The guys' trip to Vegas. The bromance of the bachelor party. These are current cultural givens, situations that suggest their own outrageous events without you ever visualizing the final results. It's all sin, shots, and strippers (mandatory on the strippers). Anyone venturing into such territory -- artistically, that is -- runs a two-fold risk of failing anticipation and flatly fulfilling expectations. It's within such complicated comedic realities that Old School's Todd Phillips comes to the concept, and he delivers big time. Uproariously funny, with one certified star-making turn among all the anarchy, this pre-marriage road trip turns the events of one night of drunken debauchery into the stuff of movie myth -- and you can't help but laugh all the way through.
Doug Billings (Justin Bartha) is getting married in two days, and his best friends Phil Wenneck (Bradley Cooper) and dentist Dr. Stu Price (Ed Helms) are taking him to Vegas for his bachelor party. Unfortunately, the groom's freakish future brother-in-law Alan (Zach Galifianakis) is tagging along as well. With their villa at Caesar's Palace secured, they head up to the hotel roof for a round of shots before hitting the strip. The next morning, Doug is gone and the remaining "party" members awake in a sea of destruction. Stu has lost a tooth. There's a newborn baby in the closet. And there's a real man-eating tiger in the bathroom. Hoping to track down their pal, Phil, Stu, and Alan begin searching. Eventually, they run into Asian gangsters, Mike Tyson, and Stu's quickie stripper bride Jade (Heather Graham), but no Doug. And time is running out before the groom has to walk down the aisle. Article continues below
The Hangover is a very funny film, the cinematic equivalent of Jell-O shots. It takes the standard notion of a boys' night out and turns it into part gross-out gag fest, part "what comes next" mystery. There is a darkness to Phillips' take on the material, a genuine sense of danger that comes across clearly and often. It doesn't take away from the humor, but it does make the eventual revelations about the night's events all the more unexpected. In fact, what's most shocking about The Hangover is that it was scripted by Jon Lucas and Scott Moore, the dunderheaded duo who gave us the awful Four Christmases and the equally lame Ghosts of Girlfriends Past. Clearly, they've had some kind of wit epiphany, or Phillips is the right man for their material.
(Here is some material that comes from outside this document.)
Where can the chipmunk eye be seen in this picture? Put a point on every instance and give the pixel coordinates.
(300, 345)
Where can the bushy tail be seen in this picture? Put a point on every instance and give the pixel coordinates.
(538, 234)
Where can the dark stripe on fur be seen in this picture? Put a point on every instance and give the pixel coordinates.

But this movie really belongs to longtime stand-up Galifianakis. As Alan, Doug's baggage-riddled soon-to-be relative, this man-purse carrying closeted savant is so unhinged, so completely and utterly disconnected with reality, that he can make even the most ludicrous question ("Is this the 'real' Caesar's palace?") into psychotic haiku. All throughout The Hangover, Phillips turns the lens toward Galifianakis just to see what kind of fever dream dementia will come crawling out of his maw, and the comedian never disappoints. He literally steals the movie away from Cooper and Helms, who are both outstanding as the relative extremes (partier, pragmatist) who come to see the other's particular point of view.
Yet the most important thing about The Hangover is just how side-splitting it is. Phillips piles on the jokes, keeping the comic tension taut and never once letting us come up for air. There are moments of scatological physical shtick as well as a few chosen moments with a welcome ex-champ (indeed, stay for the credits for more outlandish Vegas cameos). In a genre recently overrun by Judd Apatow and his cadre of friends, The Hangover more than holds its own. It's easily one of the funniest films of the year.